# minimum space for HO



## Brinkleyfish (Jan 28, 2021)

Going to build a new railroad. I have built bench work which is L shaped and following dimensions:

144" long and 36" wide. Is the width good for HO or should I go to N? I want to loop with a few switches.

Thanks in advance,
Brinkleyfish


----------



## ecmdrw5 (Jan 16, 2021)

That means a 18” radius corner, which is measured from the center of the track, will hang over the edge. IMO, Unless you can’t go any deeper go N scale.

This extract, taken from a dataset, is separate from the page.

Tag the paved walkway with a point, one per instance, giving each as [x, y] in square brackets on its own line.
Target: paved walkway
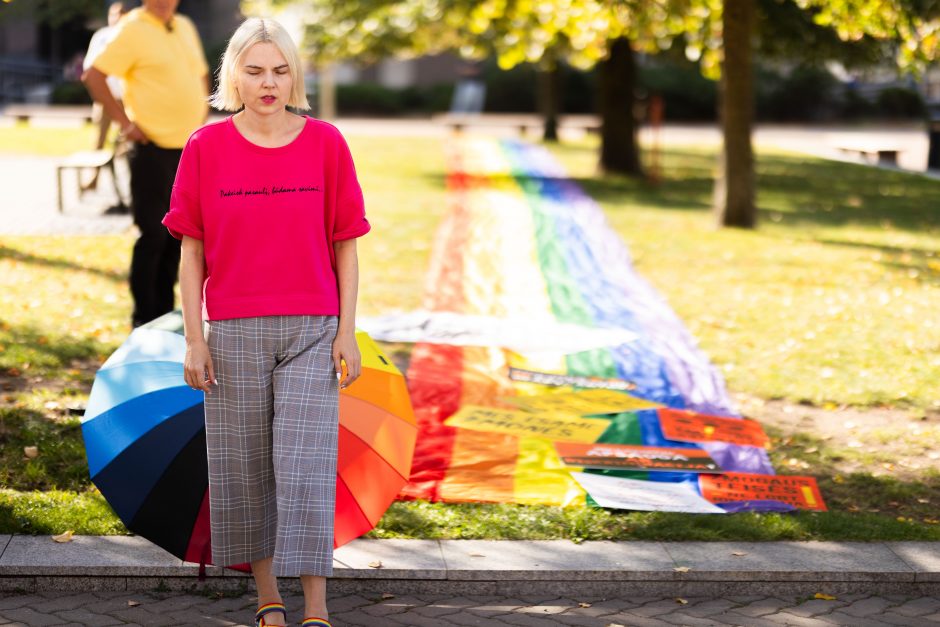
[114, 580]
[162, 608]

Sent from my iPhone using Tapatalk


----------



## CTValleyRR (Jul 26, 2014)

Definitely N, if that's all the space you can come up with.


----------



## DonR (Oct 18, 2012)

You can barely get a 22" radius HO curve on a 4 ft width...and that is the minimum radius
unless you run 4 wheel truck locos or very small steamers which will run on 18".. Today's big 6 wheel truck
diesels and tbe bigger stearmers run better on 26" radius and that would require 5 ft width.

Don


----------



## CTValleyRR (Jul 26, 2014)

And, once you get to 5 feet wide, you're talking about reach issues to get to anything in the center of the layout (assuming you have access on all 4 sides).


----------



## Brinkleyfish (Jan 28, 2021)

Thanks for the information everyone.


----------